Sommerzeit, Ferienzeit: Während es für die meisten Menschen dabei um Fragen nach dem perfekten Reiseziel oder Selbstversorgung versus Vollpension geht, kann auch die Wissenschaft helfen, diese Zeit so erholsam wie möglich zu gestalten. So gibt es zahlreiche Erkenntnisse aus Psychologie und Neurologie zur besten Vorbereitung eines Urlaubs, der idealen Länge und Gestaltung sowie einer sanften Rückkehr in den Arbeitsalltag.

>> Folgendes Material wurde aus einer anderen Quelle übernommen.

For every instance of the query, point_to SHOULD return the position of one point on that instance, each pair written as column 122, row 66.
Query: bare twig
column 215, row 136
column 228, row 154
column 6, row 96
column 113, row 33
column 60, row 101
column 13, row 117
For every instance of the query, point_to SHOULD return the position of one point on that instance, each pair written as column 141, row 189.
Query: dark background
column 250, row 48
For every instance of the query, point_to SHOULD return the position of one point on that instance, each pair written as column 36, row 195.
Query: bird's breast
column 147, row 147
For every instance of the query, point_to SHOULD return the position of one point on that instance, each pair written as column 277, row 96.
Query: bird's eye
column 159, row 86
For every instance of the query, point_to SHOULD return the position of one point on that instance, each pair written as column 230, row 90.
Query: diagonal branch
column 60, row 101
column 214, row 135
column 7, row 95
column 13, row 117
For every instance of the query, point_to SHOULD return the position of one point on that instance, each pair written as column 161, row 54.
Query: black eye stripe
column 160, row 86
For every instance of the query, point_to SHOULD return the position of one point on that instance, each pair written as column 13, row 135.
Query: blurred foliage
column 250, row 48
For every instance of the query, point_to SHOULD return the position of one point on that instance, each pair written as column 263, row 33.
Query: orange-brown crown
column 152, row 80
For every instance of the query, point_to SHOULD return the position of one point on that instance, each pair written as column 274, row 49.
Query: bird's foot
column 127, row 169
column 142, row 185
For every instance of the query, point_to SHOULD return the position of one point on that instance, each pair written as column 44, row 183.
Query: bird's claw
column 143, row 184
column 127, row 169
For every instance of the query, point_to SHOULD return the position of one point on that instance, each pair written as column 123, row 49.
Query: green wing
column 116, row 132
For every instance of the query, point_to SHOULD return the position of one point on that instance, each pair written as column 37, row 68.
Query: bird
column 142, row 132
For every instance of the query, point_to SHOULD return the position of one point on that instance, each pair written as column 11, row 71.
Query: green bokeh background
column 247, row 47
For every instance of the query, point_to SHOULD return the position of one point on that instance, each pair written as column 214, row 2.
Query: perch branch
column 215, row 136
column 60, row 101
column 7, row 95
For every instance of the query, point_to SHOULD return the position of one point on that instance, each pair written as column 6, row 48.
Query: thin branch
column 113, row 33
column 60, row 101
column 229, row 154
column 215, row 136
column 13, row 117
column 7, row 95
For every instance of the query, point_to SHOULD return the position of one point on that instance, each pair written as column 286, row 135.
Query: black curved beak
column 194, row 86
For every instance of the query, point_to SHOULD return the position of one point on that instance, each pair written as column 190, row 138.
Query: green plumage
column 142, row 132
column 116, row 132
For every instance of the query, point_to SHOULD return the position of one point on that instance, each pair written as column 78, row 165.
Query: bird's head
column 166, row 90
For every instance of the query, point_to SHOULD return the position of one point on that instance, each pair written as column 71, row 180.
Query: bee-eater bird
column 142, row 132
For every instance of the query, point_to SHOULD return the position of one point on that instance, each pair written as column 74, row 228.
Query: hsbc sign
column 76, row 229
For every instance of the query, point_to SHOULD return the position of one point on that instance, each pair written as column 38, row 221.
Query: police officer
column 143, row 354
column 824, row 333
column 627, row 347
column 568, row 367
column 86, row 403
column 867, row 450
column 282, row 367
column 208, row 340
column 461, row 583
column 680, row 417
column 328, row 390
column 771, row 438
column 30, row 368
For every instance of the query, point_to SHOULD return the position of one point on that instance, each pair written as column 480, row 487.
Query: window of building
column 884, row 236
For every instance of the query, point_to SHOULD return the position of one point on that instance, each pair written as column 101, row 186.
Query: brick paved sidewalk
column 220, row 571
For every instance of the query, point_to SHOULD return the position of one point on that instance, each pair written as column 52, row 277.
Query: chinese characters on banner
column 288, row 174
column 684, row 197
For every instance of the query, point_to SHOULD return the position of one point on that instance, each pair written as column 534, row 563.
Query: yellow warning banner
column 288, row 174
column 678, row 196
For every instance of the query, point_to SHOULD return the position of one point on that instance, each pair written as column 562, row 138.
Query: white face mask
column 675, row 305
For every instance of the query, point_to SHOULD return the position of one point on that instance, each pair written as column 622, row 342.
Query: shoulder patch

Wenn der Blick aus dem Bürofenster strahlend blauen Himmel und gleißenden Sonnenschein verrät, mag sich so mancher besonders urlaubsreif fühlen. Und das Gefühl geht oft tiefer. „Wissenschaftlich gesehen würde man eher von einem stärkeren Erschöpfungserleben sprechen“, erklärt Johannes Wendsche von der Bundesanstalt für Arbeitsschutz und Arbeitsmedizin. „Diese Erschöpfung zeigt sich beispielsweise, indem die Motivation sinkt, man nach der Arbeit mehr Zeit für sich braucht, Probleme im sozialen Leben auftauchen, aber auch in anhaltenden Leistungsschwankungen.“

„Der letzte Warnschuss des Körpers“

Ein derartiges Ermüdungserleben werde häufig erst spät bemerkt, sagt Wendsche: „Dabei ist es der letzte Warnschuss des Körpers.“ Ohne Erholungspausen würden die Ermüdungserscheinungen kumulieren – mit entsprechenden gesundheitlichen Folgen. So ergab eine Langzeitstudie der Universität Helsinki von 2018, dass zu wenig Urlaub die Sterblichkeit erhöht.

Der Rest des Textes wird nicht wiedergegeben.